As AI is being used across the health sector to speed the search for new treatments, how do we keep it from being used to make bioweapons—viruses, toxins, bacteria, and the like?
That’s the focus of a paper recently published in Science, lead-authored byFordham Law professor Doni Bloomfield. It offers a blueprint for regulating new biological data that could be used for such nefarious ends, borrowing a page from current policies that protect the privacy of people whose genetic data are used in research.
“We need to be taking the biosecurity risk posed by AI seriously,” said Bloomfield, an expert in biosecurity and health law, noting that “we have our first examples of AI-designed viruses—though fortunately, these viruses don’t infect people or animals; rather, they infect bacteria that can make people sick.”
His co-authors include colleagues at Johns Hopkins University’s Center for Health Security and other universities. They propose the creation of a government panel to regulate a narrow slice of biological data generated in the future that could be used for making bioweapons. The idea, Bloomfield said, is to closely guard data that could create deadly tools while also permitting research that advances human health and scientific understanding. Fordham Now sat down with Bloomfield to learn more.
What are bioweapons?
The term refers to viruses, toxins, bacteria, or fungi used as weapons. The U.S. dismantled its biological weapons program in the late 1960s and led the effort to get other nations to sign on to the Biological Weapons Convention after deciding that biological weapons are indiscriminate, cannot be well targeted, and should never be used.
What are the biosecurity concerns around AI?
Making biological weapons is a difficult process, fortunately. Some states, and several well-funded terrorist groups, have failed to do it. The main worry is that AI could make it easier, enabling bad actors to design and deploy biological agents more dangerous than those found in nature. Without adequate safeguards, common tools like ChatGPT and Claude may eventually be able to help non-experts create infectious agents in a lab. And specialized AI models could take a more direct role in designing viruses and other threats, making connections that humans can’t, so that work that might have taken months or years can be done in days or weeks. Our proposed regulations would focus on these specialized models, making it harder for them to be used for concerning tasks like designing viruses that are more infectious.
Last year, researchers at Stanford used a biological AI model to design modified viruses that were more effective than those found in nature at killing E. coli. That capability could be used for good—for instance, to target antibiotic-resistant bacteria. But what if people try to optimize human-infecting viruses, like HIV or a coronavirus, to make them more durable and transmissible?

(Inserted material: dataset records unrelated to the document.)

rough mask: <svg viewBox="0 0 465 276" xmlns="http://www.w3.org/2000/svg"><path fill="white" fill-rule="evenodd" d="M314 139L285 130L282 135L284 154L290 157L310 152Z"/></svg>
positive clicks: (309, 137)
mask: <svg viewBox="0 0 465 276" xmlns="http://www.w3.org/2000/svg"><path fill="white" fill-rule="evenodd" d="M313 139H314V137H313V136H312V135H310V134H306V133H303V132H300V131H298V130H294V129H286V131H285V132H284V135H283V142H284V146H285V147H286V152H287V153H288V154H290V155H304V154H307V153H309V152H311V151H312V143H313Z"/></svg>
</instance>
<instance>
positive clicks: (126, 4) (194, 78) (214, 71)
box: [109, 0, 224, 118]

So how can regulation make a difference here?
Regulating biological AI models themselves would be difficult. The ability to create these is becoming relatively cheap and diffuse. But if we can regulate a slice of the specialized data that the models depend on, we can make it harder to train models that could be misused without affecting the vast majority of beneficial work.
Freely available biological data are great, and were essential to fighting COVID-19. But some data will be liable to being misused. We see an opportunity for well-targeted regulation, focusing on a small subset of data that doesn’t yet exist—data that would make for especially dangerous AI models—and ensuring that these data are only available to responsible scientists.
How would that work?
We can take a model from privacy law. Some people’s genetic data are held securely in trusted research environments, or TREs, where scientists can query them—on genetic propensities toward heart disease or obesity, say—without downloading the data directly. We can have a similar approach for securely housing biological data that could help create models with threatening capabilities.
We propose a five-tiered framework: the vast majority of data would be on the unregulated bottom tier, followed by light restrictions on data in the next two tiers, with restrictions tightest for top-tier data. An expert panel created by the government would regulate how certain data are deposited in the TREs, and the panel would work with scientists to design the tiers of data. The data could be hosted by government or by vetted private institutions.
These TREs could also be repositories in which scientists deposit biological data for AI training more generally. That way, the repositories could not only improve security but also accelerate the use of AI for good—for example, by helping design vaccines to guard against pandemics and other ills.